Poker is a game where playing correctly means finding edges and exploiting them. So, if you think about it, it will make sense that (since luck is sometimes a factor whether we like it or not): playing solid poker comes with variance (upswings, downswings, lulls, plateaus, etc).

Now that you are armed with this knowledge, you can practice what the pros do, and that is “playing for the long haul”. That’s right ladies (and gents), it’s all just one big session. If you are playing well, then it shouldn’t matter that you finished any one session up or down because that’s short sighted thinking and, frankly, irrelevant.

So YAY! Now we can all stop making the silly little blunders that many of our poker peers are guilty of and begin the fun process of watching our bankrolls snowball.

These blunders include, but are not limitied to:

-Blaming things on “bad beats” (You can always peg how bad a player is by the amount of “bad beat” stories he/she tells, so concentrate on improving. No one wants to hear your whining anyway right?)

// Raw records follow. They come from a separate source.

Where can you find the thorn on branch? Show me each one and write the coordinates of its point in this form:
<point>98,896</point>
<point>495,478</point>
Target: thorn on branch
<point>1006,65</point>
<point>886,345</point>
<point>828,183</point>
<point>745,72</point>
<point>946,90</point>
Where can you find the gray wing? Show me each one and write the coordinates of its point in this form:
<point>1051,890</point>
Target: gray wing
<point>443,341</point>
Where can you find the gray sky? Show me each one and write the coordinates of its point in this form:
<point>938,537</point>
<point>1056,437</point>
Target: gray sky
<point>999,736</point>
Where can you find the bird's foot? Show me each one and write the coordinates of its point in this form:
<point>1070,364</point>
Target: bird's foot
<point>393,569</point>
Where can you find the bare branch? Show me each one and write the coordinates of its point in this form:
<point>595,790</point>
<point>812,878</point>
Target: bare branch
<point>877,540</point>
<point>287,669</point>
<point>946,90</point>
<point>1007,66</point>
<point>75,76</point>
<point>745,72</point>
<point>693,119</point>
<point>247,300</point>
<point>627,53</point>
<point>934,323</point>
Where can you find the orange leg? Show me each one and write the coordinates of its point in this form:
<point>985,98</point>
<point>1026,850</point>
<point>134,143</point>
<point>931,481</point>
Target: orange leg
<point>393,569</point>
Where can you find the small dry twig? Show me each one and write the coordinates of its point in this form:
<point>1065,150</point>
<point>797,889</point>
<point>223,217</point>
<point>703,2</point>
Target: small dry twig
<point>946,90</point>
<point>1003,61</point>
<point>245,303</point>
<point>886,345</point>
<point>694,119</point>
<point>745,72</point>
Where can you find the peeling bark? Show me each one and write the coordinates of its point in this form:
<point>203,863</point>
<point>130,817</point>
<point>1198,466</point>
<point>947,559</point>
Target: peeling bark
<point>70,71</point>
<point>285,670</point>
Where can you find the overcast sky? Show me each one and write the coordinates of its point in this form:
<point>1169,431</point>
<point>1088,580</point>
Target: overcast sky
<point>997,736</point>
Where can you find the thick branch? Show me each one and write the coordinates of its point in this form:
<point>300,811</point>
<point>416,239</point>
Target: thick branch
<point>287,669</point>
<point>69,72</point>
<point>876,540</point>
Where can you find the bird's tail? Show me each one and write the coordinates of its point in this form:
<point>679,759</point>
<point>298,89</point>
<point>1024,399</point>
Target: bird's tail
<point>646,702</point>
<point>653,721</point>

-Quitting while you’re ahead (quitting JUST because you’re ahead),

-Playing to get even (playing under subpar conditions JUST to try to get even),

-Tilting (playing emotionally and/or while flustered),

-Getting mad at other [bad] players (talk about biting the hand that feeds you!)

So, to reinforce: All poker players (good, bad, and ugly) have ups and downs. The difference is that expert poker players accept this fact and can play confidently knowing that over the long term their ups will outnumber their downs and THAT’S where the money is!